It took me a while to figure out how to write an Avro file which can be imported into Hive and Impala.
- There are a lot of OutputFormat in avro 1.7.3: AvroOutputFormat, AvroKeyOutputFormat, AvroKeyValueOutputFormat and AvroSequenceFileOutputFormat. Which one can be imported into Hive? You should use AvroKeyOutputFormat in MapReduce Job to output Avro Container Files.
- You cannot specified any above output format in hive create table "stored as" clause because they don't implement HiveOutputFormat.
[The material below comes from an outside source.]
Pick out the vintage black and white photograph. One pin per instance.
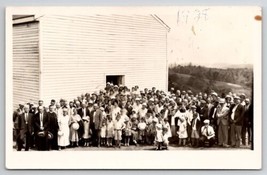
(126, 81)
- Follow the example on this page: https://cwiki.apache.org/confluence/display/Hive/AvroSerDe. Unfortunately if you use "Avro Hive" to search, google shows your this page https://cwiki.apache.org/Hive/avroserde-working-with-avro-from-hive.html which has a wrong example, and you will get error message like:
What's wrong? The serde name should be org.apache.hadoop.hive.serde2.avro.AvroSerDe
FAILED: Error in metadata: Cannot validate serde: org.apache.hadoop.hive.serde2.AvroSerDe
FAILED: Execution Error, return code 1 from org.apache.hadoop.hive.ql.exec.DDLTask - You don't have to define the columns because it can get from avro schema.